例えば、作ろうと思っているものに似た製品を分解して色々な視点から観察し、仕組みや設計意図を考えてみる。プログラミングをするような分野ではサンプルを写経するところから始める。なるべくそこから発展させてサンプルにないオリジナルのものを小規模でもいいので作ってみる。という意見がありました。

 

その他の回答を以下にまとめておきます。

  • 知っている人に聞く(答えを得る最短ルートですが、聞くのは失敗してから、という意見も…)
  • いろんなジャンルの人と突っ込んだ話をする。ベテランの話はオモロイ。
  • 自分で試した時、そのブログを書く。(後々、過去の自分に助けられる)
  • 社外の勉強会に参加する。発表する。(その道のトップレベルの人に教えてもらえる)
  • 学校の勉強をちゃんと学ぶ。
  • 関連する本を読む(基礎固めとして読む。)(本はわからなくなったら素直にあきらめて3か月くらいしたらまた読む)

3. オススメのコンテンツ

次に専門分野で参考になったとか良質だと思うWebサイトや本を紹介して頂きました。

ここでもGoogleを推して下さったエンジニアが何人もいたので、Googleでの検索能力を上げるのは必須スキルなのかもしれません。

その他、以下のようなものが回答として上がりました。

4. その他

最後に、何か伝えたいことがあれば……ということで自由に答えて頂きました。
担当分野に関連がありそうなものは回答者の担当を記載しています。

「遊び・趣味はプラモとかラジコン、ゲームすらも意外と仕事にフィードバックできる。面白いと思ったことが一番身になります。」

「引き出しは増やしておくほうがいい。後で役に立つかどうかはそのときにはわからない。」

「気になったもの(ガジェット、スマホ、アプリ、電子工作キット、PCなど)は理由を付けて買って散財しておくと、いつか役に立つかもしれない。」

「とにかく手を動かして相場感とネタを身につけておくと、いつか役に立つ。」

「やりたいこと実現するためには、目の前のことを積み重ねて落とし所を見つけること。」

「自分の触った事のないジャンルは結構アイデアの宝庫。」

「電気・メカ・ソフトを自分でやることでエンジニアとしての視野が広がる。」

「なるべく曖昧なワードでググるといい。」

「エンジニアは特に開発を進める上で先の日程が読みにくい(だいたい遅れる)・成果が数値化しにくい。 だからこそ自分のモチベーション(軸)が何かを早く見つけて伸ばすことが大事だと思います。」

「自分が苦手そうな人にあえて話をしにいって人見知りしないようにする。(プロマネ兼任)」

「技術の変遷が速いので臨機応変な適応力が必要。深くマスターするよりいろんなものを即自分の道具として使いこなせるような訓練をしたほうがいい。 ただ、Linuxやネットワークプロトコルなどの知識はずっと役に立つ。(アプリ担当)」

「何より先に熱設計をやるべき。(電気担当)」

「深圳を上手く使え。 ドル円105円くらいになれ。」

「向上心のないものは馬鹿だ。
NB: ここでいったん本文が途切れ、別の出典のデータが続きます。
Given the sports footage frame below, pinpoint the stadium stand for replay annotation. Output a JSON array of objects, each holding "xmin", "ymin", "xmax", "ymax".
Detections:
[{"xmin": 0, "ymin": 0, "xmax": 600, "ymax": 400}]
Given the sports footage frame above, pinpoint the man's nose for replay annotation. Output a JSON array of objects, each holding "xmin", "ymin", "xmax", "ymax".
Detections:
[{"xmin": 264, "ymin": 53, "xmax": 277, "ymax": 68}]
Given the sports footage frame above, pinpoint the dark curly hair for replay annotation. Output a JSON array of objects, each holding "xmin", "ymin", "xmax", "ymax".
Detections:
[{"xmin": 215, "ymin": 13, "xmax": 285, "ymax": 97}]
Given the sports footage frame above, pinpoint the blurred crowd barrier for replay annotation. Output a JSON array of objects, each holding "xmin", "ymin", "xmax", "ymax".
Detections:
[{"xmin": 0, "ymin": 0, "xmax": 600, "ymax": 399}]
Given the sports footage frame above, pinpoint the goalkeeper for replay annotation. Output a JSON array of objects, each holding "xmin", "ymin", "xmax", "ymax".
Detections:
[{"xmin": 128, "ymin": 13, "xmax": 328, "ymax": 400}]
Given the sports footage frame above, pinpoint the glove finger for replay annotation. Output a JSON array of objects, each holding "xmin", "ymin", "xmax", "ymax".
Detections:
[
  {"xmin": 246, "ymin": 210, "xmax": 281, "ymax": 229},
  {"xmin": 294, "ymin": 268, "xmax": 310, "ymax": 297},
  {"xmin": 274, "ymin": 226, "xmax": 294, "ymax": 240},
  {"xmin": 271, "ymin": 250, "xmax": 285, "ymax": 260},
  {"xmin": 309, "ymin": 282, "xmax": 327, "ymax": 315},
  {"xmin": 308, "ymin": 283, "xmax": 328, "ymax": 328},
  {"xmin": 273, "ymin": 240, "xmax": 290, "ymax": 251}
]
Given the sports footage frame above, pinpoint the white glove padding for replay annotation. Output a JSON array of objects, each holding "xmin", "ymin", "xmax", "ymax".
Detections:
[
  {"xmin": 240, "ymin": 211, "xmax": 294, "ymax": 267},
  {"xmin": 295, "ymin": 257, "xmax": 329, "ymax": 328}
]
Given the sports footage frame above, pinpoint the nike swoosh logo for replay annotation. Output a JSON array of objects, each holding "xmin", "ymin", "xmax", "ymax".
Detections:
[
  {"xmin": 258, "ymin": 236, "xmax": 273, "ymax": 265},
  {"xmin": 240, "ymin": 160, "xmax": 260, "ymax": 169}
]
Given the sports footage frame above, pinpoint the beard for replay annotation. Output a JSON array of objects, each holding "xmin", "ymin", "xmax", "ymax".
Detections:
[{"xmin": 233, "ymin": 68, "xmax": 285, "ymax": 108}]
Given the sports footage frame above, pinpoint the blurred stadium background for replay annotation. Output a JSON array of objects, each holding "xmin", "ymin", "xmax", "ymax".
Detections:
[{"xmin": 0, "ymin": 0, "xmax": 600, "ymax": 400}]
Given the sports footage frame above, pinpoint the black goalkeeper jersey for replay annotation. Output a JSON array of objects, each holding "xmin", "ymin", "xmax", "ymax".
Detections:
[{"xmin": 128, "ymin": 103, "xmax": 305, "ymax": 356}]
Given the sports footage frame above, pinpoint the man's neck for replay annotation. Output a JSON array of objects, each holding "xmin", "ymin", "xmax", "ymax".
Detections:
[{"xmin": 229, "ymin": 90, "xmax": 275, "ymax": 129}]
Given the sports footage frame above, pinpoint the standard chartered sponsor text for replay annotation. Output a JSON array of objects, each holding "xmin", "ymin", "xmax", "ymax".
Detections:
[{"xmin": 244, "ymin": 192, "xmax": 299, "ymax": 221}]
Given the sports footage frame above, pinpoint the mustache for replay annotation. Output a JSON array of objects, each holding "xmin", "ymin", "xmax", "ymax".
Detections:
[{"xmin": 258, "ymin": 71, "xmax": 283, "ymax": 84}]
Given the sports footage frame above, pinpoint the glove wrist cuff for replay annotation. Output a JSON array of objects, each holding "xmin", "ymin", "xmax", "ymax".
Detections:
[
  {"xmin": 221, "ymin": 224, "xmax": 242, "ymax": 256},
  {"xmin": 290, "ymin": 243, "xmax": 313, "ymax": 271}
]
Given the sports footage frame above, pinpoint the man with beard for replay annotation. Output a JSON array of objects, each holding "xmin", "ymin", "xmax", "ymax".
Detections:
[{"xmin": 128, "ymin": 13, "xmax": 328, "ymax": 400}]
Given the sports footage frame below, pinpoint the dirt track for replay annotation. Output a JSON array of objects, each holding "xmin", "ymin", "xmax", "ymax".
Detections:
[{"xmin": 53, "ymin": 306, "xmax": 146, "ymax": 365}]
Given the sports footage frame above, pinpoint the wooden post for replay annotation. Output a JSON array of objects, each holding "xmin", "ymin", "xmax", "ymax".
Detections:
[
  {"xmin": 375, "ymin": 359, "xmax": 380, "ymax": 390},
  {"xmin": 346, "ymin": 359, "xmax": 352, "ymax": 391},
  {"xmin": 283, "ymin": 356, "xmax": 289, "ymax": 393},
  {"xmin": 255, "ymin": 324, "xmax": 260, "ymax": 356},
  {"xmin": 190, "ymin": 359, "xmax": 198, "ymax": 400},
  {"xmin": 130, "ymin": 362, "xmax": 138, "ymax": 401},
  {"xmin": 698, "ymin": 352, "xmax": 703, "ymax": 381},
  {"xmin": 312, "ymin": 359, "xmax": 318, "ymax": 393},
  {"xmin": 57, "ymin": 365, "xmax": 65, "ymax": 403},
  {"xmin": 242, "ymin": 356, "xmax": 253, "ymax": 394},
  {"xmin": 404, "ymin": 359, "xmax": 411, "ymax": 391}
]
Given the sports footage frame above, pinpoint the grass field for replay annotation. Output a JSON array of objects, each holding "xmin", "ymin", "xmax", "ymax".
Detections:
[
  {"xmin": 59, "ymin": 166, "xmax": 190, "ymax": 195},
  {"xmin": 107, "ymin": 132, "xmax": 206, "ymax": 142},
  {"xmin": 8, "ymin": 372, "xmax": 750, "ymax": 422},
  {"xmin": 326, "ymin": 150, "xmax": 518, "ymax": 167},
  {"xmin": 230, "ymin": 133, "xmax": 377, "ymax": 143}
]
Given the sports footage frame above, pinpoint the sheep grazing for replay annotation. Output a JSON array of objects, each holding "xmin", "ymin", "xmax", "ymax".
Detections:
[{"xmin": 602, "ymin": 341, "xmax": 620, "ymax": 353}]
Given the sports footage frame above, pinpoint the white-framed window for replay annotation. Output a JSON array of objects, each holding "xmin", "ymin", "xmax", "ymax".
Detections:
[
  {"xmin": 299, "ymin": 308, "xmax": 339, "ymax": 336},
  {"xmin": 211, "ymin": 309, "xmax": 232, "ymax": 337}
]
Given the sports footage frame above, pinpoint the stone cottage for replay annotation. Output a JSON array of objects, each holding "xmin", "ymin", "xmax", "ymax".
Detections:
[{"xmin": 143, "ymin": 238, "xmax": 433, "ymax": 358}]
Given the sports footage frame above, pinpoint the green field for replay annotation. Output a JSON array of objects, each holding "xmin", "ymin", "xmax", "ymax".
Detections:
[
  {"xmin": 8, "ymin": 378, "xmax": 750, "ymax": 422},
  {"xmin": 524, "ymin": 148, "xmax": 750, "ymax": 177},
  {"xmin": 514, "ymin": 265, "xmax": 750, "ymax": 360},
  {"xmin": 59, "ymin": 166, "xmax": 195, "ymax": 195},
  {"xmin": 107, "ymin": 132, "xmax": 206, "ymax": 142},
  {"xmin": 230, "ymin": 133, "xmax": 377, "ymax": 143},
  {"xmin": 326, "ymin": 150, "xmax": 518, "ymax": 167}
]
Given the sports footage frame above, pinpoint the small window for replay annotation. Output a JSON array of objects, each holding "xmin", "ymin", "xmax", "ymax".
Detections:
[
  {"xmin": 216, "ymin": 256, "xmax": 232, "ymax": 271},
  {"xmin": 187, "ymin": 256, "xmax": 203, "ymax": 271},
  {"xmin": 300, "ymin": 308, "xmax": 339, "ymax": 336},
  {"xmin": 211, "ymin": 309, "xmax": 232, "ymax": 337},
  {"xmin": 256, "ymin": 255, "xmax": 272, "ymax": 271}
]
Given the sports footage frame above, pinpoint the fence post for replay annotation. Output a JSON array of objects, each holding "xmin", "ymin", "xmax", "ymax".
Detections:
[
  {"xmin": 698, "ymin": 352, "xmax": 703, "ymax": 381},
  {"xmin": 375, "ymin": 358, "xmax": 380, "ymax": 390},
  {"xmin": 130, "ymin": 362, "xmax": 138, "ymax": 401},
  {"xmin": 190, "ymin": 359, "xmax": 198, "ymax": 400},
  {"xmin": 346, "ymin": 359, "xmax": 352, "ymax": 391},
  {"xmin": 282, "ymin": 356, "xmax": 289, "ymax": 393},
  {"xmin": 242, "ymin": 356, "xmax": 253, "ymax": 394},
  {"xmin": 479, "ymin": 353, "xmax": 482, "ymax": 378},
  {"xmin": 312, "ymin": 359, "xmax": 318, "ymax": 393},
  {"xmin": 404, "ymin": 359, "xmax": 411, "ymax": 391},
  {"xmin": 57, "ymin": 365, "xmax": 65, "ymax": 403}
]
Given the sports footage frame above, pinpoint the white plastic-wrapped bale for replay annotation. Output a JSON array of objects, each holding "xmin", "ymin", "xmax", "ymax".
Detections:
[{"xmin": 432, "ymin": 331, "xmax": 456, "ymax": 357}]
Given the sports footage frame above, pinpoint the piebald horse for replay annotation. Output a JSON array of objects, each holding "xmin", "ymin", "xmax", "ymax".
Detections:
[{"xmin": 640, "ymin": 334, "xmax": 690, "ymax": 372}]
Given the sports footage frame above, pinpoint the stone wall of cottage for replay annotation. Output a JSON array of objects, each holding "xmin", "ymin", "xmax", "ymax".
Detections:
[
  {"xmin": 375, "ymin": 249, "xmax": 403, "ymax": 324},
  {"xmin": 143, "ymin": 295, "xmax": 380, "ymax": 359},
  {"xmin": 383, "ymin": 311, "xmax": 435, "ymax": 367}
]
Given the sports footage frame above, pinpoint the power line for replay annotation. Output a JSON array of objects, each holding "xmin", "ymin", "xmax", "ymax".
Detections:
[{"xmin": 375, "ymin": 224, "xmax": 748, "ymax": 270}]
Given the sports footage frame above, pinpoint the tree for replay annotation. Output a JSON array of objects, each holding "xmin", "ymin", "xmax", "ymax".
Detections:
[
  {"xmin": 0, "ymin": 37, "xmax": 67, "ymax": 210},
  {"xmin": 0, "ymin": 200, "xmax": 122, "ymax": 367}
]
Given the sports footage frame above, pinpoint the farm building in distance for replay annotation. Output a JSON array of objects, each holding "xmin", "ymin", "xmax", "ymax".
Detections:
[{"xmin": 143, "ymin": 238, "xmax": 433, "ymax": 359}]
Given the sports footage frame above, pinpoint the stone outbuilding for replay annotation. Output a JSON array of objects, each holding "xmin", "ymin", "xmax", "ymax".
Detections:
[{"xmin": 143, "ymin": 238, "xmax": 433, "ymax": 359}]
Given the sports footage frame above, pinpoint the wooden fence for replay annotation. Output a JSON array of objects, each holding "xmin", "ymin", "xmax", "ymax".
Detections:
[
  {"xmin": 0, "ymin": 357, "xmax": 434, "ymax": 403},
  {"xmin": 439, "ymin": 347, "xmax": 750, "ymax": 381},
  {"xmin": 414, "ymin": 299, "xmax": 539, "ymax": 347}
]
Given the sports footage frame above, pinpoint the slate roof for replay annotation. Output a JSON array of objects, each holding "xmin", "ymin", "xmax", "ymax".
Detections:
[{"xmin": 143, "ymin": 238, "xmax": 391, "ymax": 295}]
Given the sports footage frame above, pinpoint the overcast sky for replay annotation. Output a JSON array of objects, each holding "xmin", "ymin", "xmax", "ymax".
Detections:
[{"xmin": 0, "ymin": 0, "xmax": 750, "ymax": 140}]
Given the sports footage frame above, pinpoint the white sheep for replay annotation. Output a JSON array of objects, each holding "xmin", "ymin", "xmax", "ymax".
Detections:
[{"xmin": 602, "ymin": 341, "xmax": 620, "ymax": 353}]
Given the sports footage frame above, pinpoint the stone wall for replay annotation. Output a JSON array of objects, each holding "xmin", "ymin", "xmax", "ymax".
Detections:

」

「運動、瞑想、睡眠、野菜350g。」

「追い詰められると大体、なんでもできる。」

「楽しく学べ。」

 

以上、Cerevoに在籍するエンジニアが仕事に使う知識・スキルを獲得する方法について、まとめてみました。
エンジニアを目指す同志の皆さん、とりあえず自分の手を動かすところから始めていきましょう!